Q1. There are 3 columns V1 (Categorical) V2 (Binary) and V3 (Numerical). Find the values of Gini Index and Information Gain?

V1 V2 V3

A 0 33

A 0 54

A 0 56

A 0 42

A 1 50

B 1 55

B 1 31

B 0 4

B 1 77

B 0 49

- Create and read the above data set in R
- Write a process to calculate Gini Index and Find the values of V3 >= 32 and V3 < 65?
- Write a process to calculate Information Gain and Find the values of V3 >=32 and V3 < 65?

Hint: Check all the possibility with V2. The lower the value, the better the results.

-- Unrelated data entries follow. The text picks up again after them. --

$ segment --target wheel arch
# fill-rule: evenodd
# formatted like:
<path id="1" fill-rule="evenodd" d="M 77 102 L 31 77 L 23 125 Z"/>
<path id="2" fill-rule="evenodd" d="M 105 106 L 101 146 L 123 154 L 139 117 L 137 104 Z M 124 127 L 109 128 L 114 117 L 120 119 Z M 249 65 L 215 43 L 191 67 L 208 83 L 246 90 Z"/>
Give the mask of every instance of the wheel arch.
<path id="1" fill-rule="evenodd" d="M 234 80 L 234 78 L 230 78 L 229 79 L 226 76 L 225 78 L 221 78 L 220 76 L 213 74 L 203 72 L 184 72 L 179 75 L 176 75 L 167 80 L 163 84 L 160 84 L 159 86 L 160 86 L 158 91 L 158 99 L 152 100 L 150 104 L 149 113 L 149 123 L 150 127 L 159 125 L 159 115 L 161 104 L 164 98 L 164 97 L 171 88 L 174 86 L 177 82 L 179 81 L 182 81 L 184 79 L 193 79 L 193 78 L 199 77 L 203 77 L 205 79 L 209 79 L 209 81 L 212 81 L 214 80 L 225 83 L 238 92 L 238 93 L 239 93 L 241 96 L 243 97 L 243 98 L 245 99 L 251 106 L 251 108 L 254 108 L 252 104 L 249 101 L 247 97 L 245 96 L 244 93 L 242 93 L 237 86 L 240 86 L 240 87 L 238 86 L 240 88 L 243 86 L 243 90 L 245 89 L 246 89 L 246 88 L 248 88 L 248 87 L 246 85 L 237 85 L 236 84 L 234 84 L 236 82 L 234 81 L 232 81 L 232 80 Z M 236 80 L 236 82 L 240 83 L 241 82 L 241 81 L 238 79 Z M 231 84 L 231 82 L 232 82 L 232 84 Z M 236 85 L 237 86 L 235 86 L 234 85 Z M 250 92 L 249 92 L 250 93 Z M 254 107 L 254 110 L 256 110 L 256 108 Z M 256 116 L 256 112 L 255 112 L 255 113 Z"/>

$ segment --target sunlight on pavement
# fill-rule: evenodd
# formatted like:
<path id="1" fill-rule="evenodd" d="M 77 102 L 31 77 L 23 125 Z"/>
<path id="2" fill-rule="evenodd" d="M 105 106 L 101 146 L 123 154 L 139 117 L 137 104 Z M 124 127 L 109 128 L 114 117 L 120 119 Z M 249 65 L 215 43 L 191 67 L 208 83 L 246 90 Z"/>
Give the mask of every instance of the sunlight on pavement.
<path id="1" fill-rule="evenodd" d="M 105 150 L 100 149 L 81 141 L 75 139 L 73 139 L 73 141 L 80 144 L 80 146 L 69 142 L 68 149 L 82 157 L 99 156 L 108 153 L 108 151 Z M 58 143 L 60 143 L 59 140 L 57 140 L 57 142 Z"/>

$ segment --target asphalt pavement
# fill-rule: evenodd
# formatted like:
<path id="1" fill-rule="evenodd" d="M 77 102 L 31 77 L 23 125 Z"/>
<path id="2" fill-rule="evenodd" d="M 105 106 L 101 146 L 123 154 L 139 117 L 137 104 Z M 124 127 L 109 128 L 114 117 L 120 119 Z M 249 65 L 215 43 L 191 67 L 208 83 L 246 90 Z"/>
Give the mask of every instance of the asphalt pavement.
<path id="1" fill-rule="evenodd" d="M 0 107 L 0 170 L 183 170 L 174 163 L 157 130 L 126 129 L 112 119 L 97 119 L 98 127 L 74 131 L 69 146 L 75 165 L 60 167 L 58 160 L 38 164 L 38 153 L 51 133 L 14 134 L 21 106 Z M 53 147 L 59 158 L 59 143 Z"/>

Example: Find the value for V3 >= 50

If V2= 0 & V3 >= 50 =?

If V2= 1 & V3 >= 50 =?

Q2. Implement Decision Tree in R.

Create this dataset (Copy this below piece of code and paste it in your R)

data <- data.frame(

InsuranceID = c(1,2,3,4,5,6,7,8,9,10),

Vehicle_Damage = c(TRUE, TRUE, TRUE, FALSE, FALSE, FALSE, FALSE, TRUE, TRUE, FALSE),

Self_Injury = c(TRUE, TRUE, TRUE, TRUE, TRUE, FALSE, FALSE, FALSE, FALSE, TRUE),

Claimer_Frequency = factor(c("active", "very active", "very active", "inactive", "very inactive"

, "inactive", "very inactive", "active", "active", "very active"),

levels=c("very inactive", "inactive", "active", "very active"),

ordered=TRUE),

Fraud = c(FALSE, TRUE, TRUE, FALSE, FALSE, TRUE, TRUE, FALSE, FALSE, TRUE))

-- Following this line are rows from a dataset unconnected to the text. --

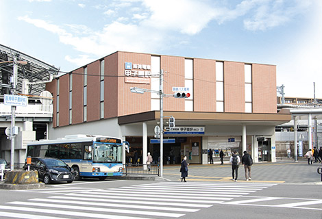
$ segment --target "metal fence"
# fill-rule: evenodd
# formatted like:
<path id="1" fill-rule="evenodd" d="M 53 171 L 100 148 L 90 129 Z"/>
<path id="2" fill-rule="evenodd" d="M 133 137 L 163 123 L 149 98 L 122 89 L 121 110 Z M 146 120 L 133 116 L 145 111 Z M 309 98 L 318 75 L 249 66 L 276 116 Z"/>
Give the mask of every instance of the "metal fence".
<path id="1" fill-rule="evenodd" d="M 125 175 L 157 175 L 160 176 L 159 164 L 132 164 L 123 165 L 123 174 Z"/>

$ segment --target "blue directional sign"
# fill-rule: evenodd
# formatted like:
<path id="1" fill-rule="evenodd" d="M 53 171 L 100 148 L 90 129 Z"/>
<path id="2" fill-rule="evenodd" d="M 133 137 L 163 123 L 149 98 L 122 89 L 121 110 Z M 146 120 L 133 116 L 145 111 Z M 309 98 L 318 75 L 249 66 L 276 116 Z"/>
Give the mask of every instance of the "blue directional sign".
<path id="1" fill-rule="evenodd" d="M 5 94 L 4 97 L 4 105 L 26 107 L 28 103 L 25 96 Z"/>
<path id="2" fill-rule="evenodd" d="M 160 144 L 161 141 L 159 139 L 150 139 L 150 144 Z M 173 144 L 175 143 L 175 138 L 164 138 L 163 139 L 164 144 Z"/>

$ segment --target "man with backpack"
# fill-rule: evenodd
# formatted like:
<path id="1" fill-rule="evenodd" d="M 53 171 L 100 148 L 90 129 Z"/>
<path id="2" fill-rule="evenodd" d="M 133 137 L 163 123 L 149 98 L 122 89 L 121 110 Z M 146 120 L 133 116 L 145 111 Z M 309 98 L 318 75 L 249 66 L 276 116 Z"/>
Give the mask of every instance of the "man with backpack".
<path id="1" fill-rule="evenodd" d="M 253 165 L 253 159 L 246 151 L 244 151 L 244 155 L 242 157 L 242 164 L 244 164 L 245 177 L 246 177 L 246 181 L 251 180 L 251 165 Z"/>
<path id="2" fill-rule="evenodd" d="M 234 151 L 232 153 L 232 157 L 230 157 L 230 163 L 232 164 L 232 180 L 235 182 L 237 181 L 237 177 L 238 177 L 238 167 L 240 162 L 240 158 L 237 155 L 237 152 Z"/>

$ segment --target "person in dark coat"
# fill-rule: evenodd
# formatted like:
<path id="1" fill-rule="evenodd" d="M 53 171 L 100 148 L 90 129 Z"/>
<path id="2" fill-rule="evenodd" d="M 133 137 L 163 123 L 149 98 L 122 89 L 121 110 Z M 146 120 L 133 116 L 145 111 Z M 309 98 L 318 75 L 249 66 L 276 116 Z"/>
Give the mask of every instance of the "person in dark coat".
<path id="1" fill-rule="evenodd" d="M 244 151 L 244 155 L 242 157 L 242 164 L 244 165 L 245 169 L 245 177 L 246 181 L 251 180 L 251 164 L 249 163 L 249 159 L 252 159 L 251 156 L 247 153 L 247 151 Z"/>
<path id="2" fill-rule="evenodd" d="M 184 182 L 186 182 L 186 177 L 188 177 L 188 165 L 187 162 L 187 156 L 184 156 L 182 162 L 181 162 L 181 181 L 184 181 Z"/>
<path id="3" fill-rule="evenodd" d="M 322 162 L 322 146 L 320 146 L 320 151 L 319 151 L 319 157 L 320 157 Z"/>
<path id="4" fill-rule="evenodd" d="M 223 157 L 225 157 L 225 154 L 223 152 L 223 150 L 220 150 L 219 153 L 220 161 L 221 162 L 221 165 L 223 164 Z"/>
<path id="5" fill-rule="evenodd" d="M 212 150 L 211 149 L 209 149 L 208 155 L 209 159 L 210 160 L 210 164 L 214 164 L 214 158 L 212 157 Z"/>

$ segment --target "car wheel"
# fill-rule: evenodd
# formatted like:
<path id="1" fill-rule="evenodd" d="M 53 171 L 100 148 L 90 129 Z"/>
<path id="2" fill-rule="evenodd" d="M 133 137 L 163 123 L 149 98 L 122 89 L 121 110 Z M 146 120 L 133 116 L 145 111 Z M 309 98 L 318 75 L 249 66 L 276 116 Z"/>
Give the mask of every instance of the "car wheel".
<path id="1" fill-rule="evenodd" d="M 99 179 L 100 181 L 103 181 L 103 180 L 105 180 L 106 179 L 106 177 L 99 177 Z"/>
<path id="2" fill-rule="evenodd" d="M 49 179 L 49 176 L 48 175 L 45 175 L 44 176 L 44 183 L 45 183 L 45 184 L 50 183 L 50 179 Z"/>
<path id="3" fill-rule="evenodd" d="M 79 168 L 77 166 L 73 166 L 73 170 L 74 171 L 74 179 L 81 180 L 82 177 L 79 176 Z"/>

This data set is used by an Insurance Company to check whether the Claim is fraud or not.

Insurance ID: The Claim ID.

Vehicle Damage: Is the vehicle damage or not?

Self-Injury: Is the person injured or not?

Claimer Frequency: Frequency of the person claiming the Insurance.

Fraud: If this is fraud or not?

Q1. Implement Decision Trees (Hint: use Rpart)

Q2. Find whether the fraud is done or not for Insurance ID 2 and 7?

Q3. Show the Decision Trees by using visualization.

Q4. Implement Naïve Bayes using ‘Hair Eye Colour’ dataset in R

data("HairEyeColor")

Q1. Implement Naïve Bayes (Hint: use e1071)

Q2. Show the Naïve Bayes by using visualization.

Q3. Predict and Create Confusion Matrix.

Q4. Find Accuracy, Precision, Recall based on Confusion matrix.